During the 1970s, Barbeau starred as Carol Traynor, the daughter of Bea Arthur’s title character on the comedy series Maude, which ran from 1972 to 1978 (actress Marcia Rodd had originated the role of Carol in a 1972 episode of All in the Family, also titled “Maude”, alongside Arthur). In her autobiography, There Are Worse Things I Could Do, Barbeau remarked: “What I didn’t know is that when I said [my lines] I was usually walking down a flight of stairs and no one was even listening to me. They were just watching my breasts precede me.” During the last season of Maude, Barbeau did not appear in the majority of the episodes. In a 2009 Entertainment Tonight TV interview, Barbeau mentioned that she had good on- and off-camera chemistry with Arthur; she said that the two stayed close until Arthur’s death on April 25, 2009.[citation needed] Barbeau and Arthur reunited on camera during a 2007 taping of The View, reminiscing about their long-running friendship and their years as co-stars on Maude.[episode needed]

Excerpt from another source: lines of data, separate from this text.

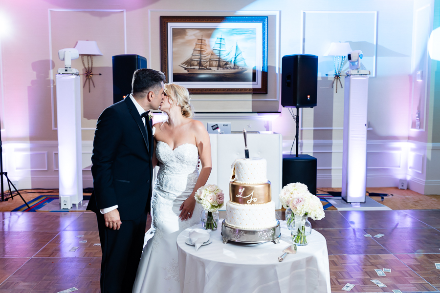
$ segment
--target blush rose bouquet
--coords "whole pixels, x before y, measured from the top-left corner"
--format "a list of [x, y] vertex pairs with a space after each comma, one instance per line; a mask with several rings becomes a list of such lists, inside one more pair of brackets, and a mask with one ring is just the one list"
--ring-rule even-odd
[[204, 228], [206, 230], [217, 230], [218, 219], [216, 221], [212, 213], [223, 207], [224, 203], [223, 191], [215, 184], [208, 184], [197, 189], [194, 197], [196, 201], [201, 205], [203, 209], [208, 212], [206, 219], [202, 219]]
[[[321, 220], [325, 217], [319, 198], [310, 193], [305, 184], [297, 182], [285, 186], [279, 195], [280, 201], [286, 210], [287, 227], [292, 231], [293, 242], [306, 245], [306, 236], [311, 232], [311, 226], [307, 220]], [[291, 212], [289, 215], [289, 213]]]

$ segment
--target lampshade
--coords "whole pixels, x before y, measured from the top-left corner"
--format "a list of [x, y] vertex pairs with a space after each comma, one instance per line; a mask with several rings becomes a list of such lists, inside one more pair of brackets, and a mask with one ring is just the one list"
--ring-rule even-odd
[[[333, 42], [330, 47], [324, 53], [325, 56], [346, 56], [348, 53], [353, 51], [348, 42], [341, 43]], [[80, 54], [81, 54], [80, 52]]]
[[440, 27], [431, 33], [428, 41], [428, 52], [431, 59], [440, 61]]
[[79, 41], [75, 46], [80, 55], [102, 55], [95, 41]]

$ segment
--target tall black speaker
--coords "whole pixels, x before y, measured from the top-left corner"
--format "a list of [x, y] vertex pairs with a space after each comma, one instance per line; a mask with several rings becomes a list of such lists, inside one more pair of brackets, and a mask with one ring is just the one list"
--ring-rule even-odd
[[312, 108], [316, 106], [318, 56], [306, 54], [284, 56], [281, 75], [283, 107]]
[[316, 194], [318, 161], [308, 155], [283, 155], [283, 186], [299, 182], [307, 186], [308, 191]]
[[137, 69], [147, 68], [147, 59], [130, 54], [113, 56], [113, 103], [122, 101], [124, 96], [132, 92], [133, 73]]

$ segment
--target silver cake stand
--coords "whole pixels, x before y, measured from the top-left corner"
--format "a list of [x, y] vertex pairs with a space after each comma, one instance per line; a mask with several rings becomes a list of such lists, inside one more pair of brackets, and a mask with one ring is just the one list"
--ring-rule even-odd
[[272, 241], [278, 244], [280, 243], [281, 229], [280, 222], [277, 220], [277, 225], [270, 228], [259, 230], [246, 230], [234, 228], [226, 223], [226, 220], [221, 223], [221, 236], [223, 243], [228, 241], [241, 243], [263, 243]]

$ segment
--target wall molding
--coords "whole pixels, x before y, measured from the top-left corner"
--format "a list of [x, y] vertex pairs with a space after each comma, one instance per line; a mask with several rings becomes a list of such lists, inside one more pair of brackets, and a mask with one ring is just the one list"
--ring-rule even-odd
[[[228, 114], [227, 115], [231, 115]], [[235, 115], [235, 114], [234, 114]], [[240, 115], [240, 114], [237, 114]], [[258, 115], [258, 114], [255, 114]], [[275, 115], [275, 114], [274, 114]], [[288, 153], [293, 141], [283, 142], [283, 153]], [[317, 184], [318, 187], [340, 187], [342, 184], [342, 140], [306, 140], [300, 142], [301, 153], [308, 153], [318, 158]], [[82, 155], [85, 166], [86, 157], [90, 157], [93, 149], [93, 142], [82, 142]], [[55, 188], [58, 186], [58, 168], [55, 158], [58, 153], [56, 141], [6, 141], [3, 144], [5, 156], [14, 158], [16, 154], [41, 153], [46, 156], [45, 169], [35, 168], [31, 170], [16, 170], [13, 160], [8, 159], [7, 169], [10, 170], [12, 180], [19, 181], [21, 188]], [[406, 140], [368, 141], [367, 156], [379, 155], [380, 166], [370, 165], [367, 168], [367, 180], [369, 187], [396, 186], [399, 179], [408, 180], [410, 188], [423, 193], [425, 190], [436, 192], [440, 188], [440, 180], [426, 180], [426, 152], [433, 150], [438, 152], [440, 144], [429, 144]], [[294, 150], [293, 151], [294, 153]], [[423, 158], [422, 167], [411, 167], [414, 166], [408, 160], [411, 153]], [[420, 163], [419, 158], [418, 161]], [[88, 162], [87, 162], [88, 164]], [[420, 166], [416, 165], [416, 166]], [[85, 187], [92, 186], [91, 172], [89, 167], [83, 169], [83, 181]], [[418, 172], [421, 171], [421, 172]]]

Regarding the character of Maude, Barbeau has said: “Thousands of people came up to me and said, ‘I’ve got an aunt who’s just like Maude, my mother is just like Maude.’ I think many, many people related to Bea’s character, in that way. There were others who found her too abrasive who didn’t like the character, and that big woman with a low voice, saying those things.” Regarding Bea Arthur’s desire to entertain the audience of Maude, she said: “I at least was; and I’m sure that Bea was very proud of being something that was socially significant that was entertaining people, and making them laugh, at the same time, slipping her philosophy.” Regarding Bea Arthur’s decision to leave the show, Barbeau said: “I think she was tired, but I also knew she wanted to go out strong, yet, we were still in the Top 20, right through the sixth season, but I think she was probably feeling, ‘How many more scripts are there’?, and you know, where we can be as good as we’ve been!” Of her overall experience on Maude, she said: “It was wonderful, all the way through, and so much of that was because of Bea, because, we had such a great group of people that we were working with, who, we were like a family.” For more than 35 years, until Arthur’s death in 2009, she and Barbeau continued to be good friends, long after the cancellation of Maude. The death of Arthur’s mother in 1986 drew her and Barbeau even closer.[citation needed]
Barbeau was cast in numerous television films and series such as The Love Boat, Fantasy Island, Valentine Magic on Love Island and Battle of the Network Stars. In her autobiography, she claimed: “I actually thought CBS asked me to be on Battle of the Network Stars because they thought I was athletic. My husband clued me in: who cared if I won the race, as long as I bounced when I ran?”[8]
The popularity of Barbeau’s 1978 cheesecake poster confirmed her status as a sex symbol. Barbeau’s popularity stemmed partly from what critic Joe Bob Briggs referred to as the “two enormous talents on that woman”,[9] and her typecasting as a “tough broad”. Despite her initial success, she said at the time that she thought of Hollywood as a “flesh market”, and that she would rather appear in films that “explore the human condition” and “deal with issues”.[10]
Barbeau’s then-husband, director John Carpenter, cast her in his horror film, The Fog (1980), which was her first theatrical film appearance. The film was released on February 1, 1980, and was a theatrical success, grossing over $21 million in the United States alone,[11] and establishing Barbeau as a genre film star. She subsequently appeared in a number of early-1980s horror and science fiction films, a number of which have now become cult film classics, including Escape from New York (also from Carpenter), Creepshow and Swamp Thing. Of her screen work with Carpenter, Barbeau has stated: “John is a great director. He knows what he wants and he knows how to get it. It’s simple and it’s easy [working with him].”[12]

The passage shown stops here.